Issue No. 04 - July/August (2005 vol. 7)
DOI Bookmark: http://doi.ieeecomputersociety.org/10.1109/MCSE.2005.77
A few months ago, I heard an interesting colloquium by John Hopcroft, one of the preeminent thinkers in the area of theoretical computer science. His talk mirrored his current investigative passion—future directions in theoretical computer science—but his approach can be instructive to anyone concerned with what I call adaptive anticipation (discerning trends and adapting behavior to changes before events require it).
He begins with a simple inquiry: when does a question in theory become a significant question? His answer: when it is associated with a matter that has great practical importance. He asserts that such a question is arising in computer science because the nature of computing is changing. These changes are marked by the sophistication of user interfaces, huge gains in speed and memory capacity at the desktop, the merging of computing and communications, and the overwhelming availability of data in digital form.
But what are some indicators of the changing nature of computing? Hopcroft argues that one such category is Internet users' expectations. Current queries—"What information is there?"—yield pages of hits, but we expect that we should be able to ask, "How can I apply the information that's there?" One of several examples he gave is easy to relate to, given the cost of higher education and the current cultural passion for picking the "right" school. Now a student can ask, "Where can I find information on colleges?" But what an anxious 18-year-old really wants to ask is something like, "Where should I go to college?" Rather than a pile of college catalogs, the student wants to know how that information relates to whether this or that college is likely to serve his or her goals and needs.

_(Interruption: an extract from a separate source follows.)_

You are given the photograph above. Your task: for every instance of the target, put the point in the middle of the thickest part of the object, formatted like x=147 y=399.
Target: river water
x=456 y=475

Such an expectation could well be fueled by our experiences with e-merchants that provide us with suggestions, such as "Others who ordered this item also ordered A, B, and C." However vast the stores of general expository data accessible on the Web might be, the way they're organized and indexed isn't conducive to extracting the features that would help in responding to the college query. Hopcroft enumerated many examples of such queries to conclude that we could derive great practical value from theory in our efforts to construct methods that permit efficient access to "relevant" information from large bodies of data in real time.
Hopcroft then went on to articulate the challenge for theory, posed by this significant practical need, in the form of two questions related to the methods for identifying pattern changes in large data sets:
• How soon can we detect a change in patterns in a large volume of data?
• How large must a change be in order to distinguish it from random fluctuations?
He proceeded to develop cogent examples of how the use of large graphs, spectral analysis, high-dimensional data reduction, clustering, collaborative filtering, and extraction of signal from noise were related to this methodological challenge for theory. It was at this point that my thoughts began to wander toward how his line of inquiry might relate to my own question of discerning trends in computational applications to science and engineering. Anticipating and responding to such trends is, after all, one of the editor in chief's principal responsibilities.
Hopcroft's concluding tour de force—a discussion of the prototypical application of these methods to a study of Citeseer—refocused my attention. Citeseer, a database of computer and information science papers, contains some 300,000 technical documents linked via references. The study, conducted at two time marks several years apart, identified several natural communities and categorized them as stable, ascending, or declining. I fancied that we could also use such an application to identify natural communities within the content domain from which CiSE derives its target reader population. When I approached Hopcroft after his talk, he smiled and confessed that the Citeseer study required a vast level of effort. The caveat, I surmised, is that although the directions for theoretical development are emerging, the theory itself isn't ready for methodological developers. The consequent methodologies are even less ready for potential users like me.
Although my vision of pressing a button and receiving reports about computational use trends within the science and engineering community turned out to be a pipe dream, I was nonetheless inspired by Hopcroft's talk in two respects. First, it validated the notion that the state of natural communities is a valid and potentially fruitful concept on which to construct anticipatory analyses. Second, it suggests that I can reasonably apply his approach of inquiry to peek over my own knowledge horizon, evaluating the state of our natural communities and drawing at least qualitative conclusions that will help me direct CiSE's editorial policy.